Diese Filmaufnahmen vereinen viele Fragen, die sich für uns in unserer künstlerischen
Arbeit immer wieder stellen: der Komplex Dokumentation versus Inszenierung. Dazu
gehören für uns die Fragen: Was sind dokumentarische Fotos? Was kennzeichnet sie?
Woran erkenne ich sie? Dürfen Dokumentation und Inszenierung vermischt werden?
Muss man dies dem Betrachter mitteilen, wenn es gemacht wird? Wieso zwingt die
Fotografie und der Dokumentarfilm jemanden zu glauben? Welche Rolle spielt der
Text bei Fotografien, die Sprache beim Dokumentarfilm?
Diese Fragestellungen begleiten auch unsere Arbeiten, die sich mit den Themen
Erinnern, Gedächtnis und Geschichte auseinandersetzen. Erinnerung ist zwar einerseits
stark vom Abbildungserlebnis geprägt, nicht umsonst werden Fotografien auch als
die "Schleuse, die Erinnerungen öffnet" (Heinrich Riebesehl) bezeichnet.
Andererseits fließen aber Objektives und Subjektives in die Erinnerung ein; Wirklichkeit
und Fiktion gehen ineinander über.
Das Tagebuch der Republik (Präsentation in Wien 1994/95) war ein Projekt,
das sich diesen Widerspruch zum Thema machte. Das dem Projekt Tagebuch der
Republik zugrunde liegende Konzept einer in Plakatform erzählten Geschichte
Österreichs von 1918 bis 1955 sah eine doppelte Zugangsweise vor: Der wissenschaftliche
Ansatz ist methodisch als Oral History zu sehen, eine Geschichtsbetrachtung aus
der Sicht von Zeitzeugen. Es wurden Interviews zu einzelnen Zeitabschnitten zu
den Themen Politik, Wirtschaft, Kultur und Alltag aus der persönlichen Sicht und
Anschauungsweise der Interviewpartner gemacht.
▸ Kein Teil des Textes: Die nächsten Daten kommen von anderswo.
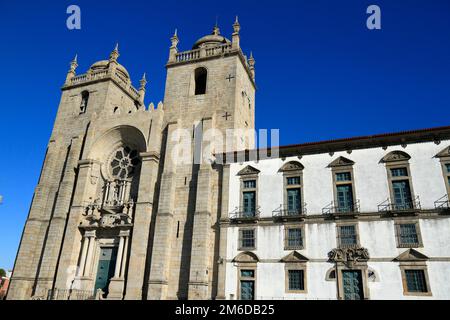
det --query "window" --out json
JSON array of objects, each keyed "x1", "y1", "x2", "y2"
[
  {"x1": 381, "y1": 150, "x2": 420, "y2": 211},
  {"x1": 328, "y1": 161, "x2": 359, "y2": 214},
  {"x1": 336, "y1": 184, "x2": 353, "y2": 212},
  {"x1": 195, "y1": 68, "x2": 208, "y2": 95},
  {"x1": 80, "y1": 91, "x2": 89, "y2": 114},
  {"x1": 239, "y1": 229, "x2": 255, "y2": 250},
  {"x1": 405, "y1": 270, "x2": 428, "y2": 293},
  {"x1": 284, "y1": 227, "x2": 303, "y2": 250},
  {"x1": 395, "y1": 221, "x2": 422, "y2": 248},
  {"x1": 286, "y1": 177, "x2": 300, "y2": 186},
  {"x1": 244, "y1": 180, "x2": 256, "y2": 189},
  {"x1": 241, "y1": 179, "x2": 257, "y2": 218},
  {"x1": 338, "y1": 225, "x2": 358, "y2": 248},
  {"x1": 392, "y1": 180, "x2": 413, "y2": 210},
  {"x1": 288, "y1": 270, "x2": 305, "y2": 291},
  {"x1": 391, "y1": 168, "x2": 408, "y2": 177},
  {"x1": 242, "y1": 191, "x2": 256, "y2": 217},
  {"x1": 238, "y1": 269, "x2": 256, "y2": 300},
  {"x1": 444, "y1": 163, "x2": 450, "y2": 194},
  {"x1": 398, "y1": 223, "x2": 419, "y2": 246},
  {"x1": 278, "y1": 161, "x2": 305, "y2": 216},
  {"x1": 336, "y1": 172, "x2": 352, "y2": 181}
]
Der zweite Ansatz dieses Konzeptes ist der des "Fiktiven", das für die
Leser eine emotionale Nähe zur Geschichte schafft und durch die Form des Textes
erreicht wird. Ohne die inhaltliche Wiedergabe historischer Erfahrungen der Zeitzeugen
zu verfälschen, erfolgte die formale Umsetzung durch die Textform eines fiktiven
Tagebuches. Diese einzelnen Tagebucheintragungen, Zitate aus den Interviews, spiegeln
die Berichte und Erfahrungen der Zeitzeugen wider. Durch dieses künstlich geschaffene
(fiktive) Tagebuch konnten nun unterschiedliche Anschauungen und Lebenswelten
in einem gemeinsam erzählten Rahmen untergebracht werden. Geschichtsschreibung
sollte mit diesem Projekt aus der Wissenschaftlichkeit herausgelöst werden, um
so historische Ereignisse auch für jene nachvollziehbar zu machen, denen die Sprache
der Historiker unverständlich ist. Als Tagebuch der Form nach fiktiv, hält sich
der Inhalt an die Tonbandaufzeichnungen der Interviews.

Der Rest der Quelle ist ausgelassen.